My friend Google has been talking to Amazon and they realized that I knew so-and-so, so I got an email telling me what is on his wish list. Funny – one was a book I had recommended to him a long while back. He did not complete his profile, so I can’t actually send it to him even if I wanted to. I’m sorry guy, but if our virtual friendship is going to work out, you are going to have to fill in all the blanks.
Based on my preference for campy Bollywood heist movies, cerebral documentaries and surf movies, Netflix has recommended Short Cut to Nirvana. (Ok, i did find it interesting even if it was my friend who was watching the Bollywood heist movies on my account.)
Because I’m not Catholic, it’s Monday and Amazon knows me better than my own mother, I received an email recommending that I look at their selection of political foodie books and try out the Wild Red King Salmon which could be delivered to to my door for only $18.99 a pound.
By the way, I’m sorry if I’m not friending you anymore, but when I do Facebook decides you need to be on my email distribution list for my blog. It added on an acquaintance, my high school teacher and some french guy I though was some else. And these are only the one’s I know about. I wonder who is getting my wish lists…
My question is, if this gigantic brain of humanity we are making knows so damn much about what I want, why isn’t it doing what I actually need? If it is reading my blog, perhaps it could introduce a proper agricultural bill into congress or lobby for equal marriage rights, introduce me to a nice guy or give someone I know advise on how to be brave, loving, kind and…well…that might be a bit much. Maybe it could just lull my son to sleep with a mythological bed time story. Oh yes, if it could also send over someone to do the dishes, mow the lawn, and fold the laundry that would be great. But I guess that would be more like an Auntie than a Big Brother.

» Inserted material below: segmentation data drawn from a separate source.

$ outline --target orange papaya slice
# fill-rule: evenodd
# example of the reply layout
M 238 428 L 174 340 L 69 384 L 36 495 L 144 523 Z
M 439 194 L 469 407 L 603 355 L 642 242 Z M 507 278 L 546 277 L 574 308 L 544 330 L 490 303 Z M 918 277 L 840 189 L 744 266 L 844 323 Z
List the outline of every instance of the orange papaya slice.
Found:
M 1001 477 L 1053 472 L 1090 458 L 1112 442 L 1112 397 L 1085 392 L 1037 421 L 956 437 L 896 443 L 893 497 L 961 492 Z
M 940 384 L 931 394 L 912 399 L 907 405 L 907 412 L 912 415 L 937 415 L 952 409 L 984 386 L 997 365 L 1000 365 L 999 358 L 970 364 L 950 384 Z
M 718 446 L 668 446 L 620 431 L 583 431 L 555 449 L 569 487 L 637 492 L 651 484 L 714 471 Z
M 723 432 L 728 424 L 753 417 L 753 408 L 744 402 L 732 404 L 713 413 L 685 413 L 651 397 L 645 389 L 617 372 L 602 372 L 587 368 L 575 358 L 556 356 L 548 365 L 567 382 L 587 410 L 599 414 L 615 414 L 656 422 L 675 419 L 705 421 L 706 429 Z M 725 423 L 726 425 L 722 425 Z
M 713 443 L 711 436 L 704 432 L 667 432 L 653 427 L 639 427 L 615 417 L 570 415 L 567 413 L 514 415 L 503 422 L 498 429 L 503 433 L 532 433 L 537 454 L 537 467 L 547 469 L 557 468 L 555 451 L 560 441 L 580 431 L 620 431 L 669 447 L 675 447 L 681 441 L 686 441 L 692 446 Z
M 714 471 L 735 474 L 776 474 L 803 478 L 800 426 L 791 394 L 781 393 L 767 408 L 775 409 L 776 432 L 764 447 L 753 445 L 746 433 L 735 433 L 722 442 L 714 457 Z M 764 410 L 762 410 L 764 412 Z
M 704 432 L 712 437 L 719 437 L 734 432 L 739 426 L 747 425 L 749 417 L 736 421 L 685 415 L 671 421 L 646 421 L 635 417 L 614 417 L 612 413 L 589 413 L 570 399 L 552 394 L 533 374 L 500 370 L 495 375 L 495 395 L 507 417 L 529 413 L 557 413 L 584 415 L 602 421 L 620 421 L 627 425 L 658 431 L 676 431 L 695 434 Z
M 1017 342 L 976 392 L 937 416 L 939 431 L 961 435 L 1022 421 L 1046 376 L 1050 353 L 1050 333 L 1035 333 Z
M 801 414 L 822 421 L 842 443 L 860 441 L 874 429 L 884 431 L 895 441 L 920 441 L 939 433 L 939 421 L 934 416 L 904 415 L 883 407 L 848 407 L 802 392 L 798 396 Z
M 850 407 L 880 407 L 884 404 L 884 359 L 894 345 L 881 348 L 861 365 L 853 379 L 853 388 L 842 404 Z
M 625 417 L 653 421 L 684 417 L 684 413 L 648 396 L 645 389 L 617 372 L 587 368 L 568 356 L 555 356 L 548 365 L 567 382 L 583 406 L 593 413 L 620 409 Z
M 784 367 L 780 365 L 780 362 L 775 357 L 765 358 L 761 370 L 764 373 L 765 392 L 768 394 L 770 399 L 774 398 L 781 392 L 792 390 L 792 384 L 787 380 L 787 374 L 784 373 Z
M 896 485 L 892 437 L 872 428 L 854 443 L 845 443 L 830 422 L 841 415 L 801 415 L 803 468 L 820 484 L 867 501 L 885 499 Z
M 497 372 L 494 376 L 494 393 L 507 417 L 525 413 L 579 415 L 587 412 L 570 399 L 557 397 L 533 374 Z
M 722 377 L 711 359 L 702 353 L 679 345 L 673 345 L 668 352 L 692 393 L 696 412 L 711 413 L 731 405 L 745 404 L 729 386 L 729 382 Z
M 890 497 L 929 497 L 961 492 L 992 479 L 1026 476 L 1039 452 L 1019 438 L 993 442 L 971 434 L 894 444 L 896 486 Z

Oops, I lost my internet connections again for the 15th time today. Shit…I guess I’ll have to make this myself:
Stuffed Grape Leaves (Dolmas) – from thekitchn.com
Serves 8 people.
2 tbsp. olive oil
2 onions, minced
2 cloves garlic, finely minced
1 cup fresh mushrooms, finely chopped
1 1/2 cups uncooked long-grain white rice
3 tbsp. tomato paste
2 tbsp. dried currants or raisins
2 tbsp. pine nuts
1/2 tsp. ground cinnamon
3 tbsp. fresh chopped mint leaves
1 tbsp. dried dill weed
1 tsp. ground mace
1 tbsp. ground sumac
1 8-oz jar grape leaves
Ground beef or ground lamb – cook lightly as they will be cooked more during the steaming process.
Chopped and sauteed zucchini
Chopped and sauteed eggplant
Chopped preserved lemons
In a saucepan, heat the oil over medium heat and add onions & garlic. Sweat the onions & garlic until tender, then add the mushrooms and saute until browned. Add the rice and enough hot water to cover. Cover the saucepan and simmer over low heat until the rice is half cooked, about 15 minutes.
While the rice is cooking, carefully remove the grape leaves from the jar without ripping them. Drain the liquid and rinse the leaves in warm water and set in a colander to drain. Trim off any stems.
When the rice is ready, stir in all the other ingredients and mix well. Allow the mixture to cool enough so that it can be handled with bare hands. Take one grape leaf and place it smooth side down, veiny sides up. Place about 1 teaspoon or 1 tablespoon (depending on how big the leaf is) of rice mix at the bottom of the leaf. Fold the sides and then roll the leaf from bottom to top. Repeat with the remaining ingredients.
Place a steaming rack in a large pot and arrange the dolmas on the steamer. It is OK to stack them. Place enough water at the bottom of the pot to almost reach the bottom layer of dolmas. Cover and simmer over low heat for 35 to 45 minutes, or until rice is totally cooked.
Remove and place on a serving plate. Drizzle with olive oil, and if desired, sprinkle with a little sumac or fresh lemon juice.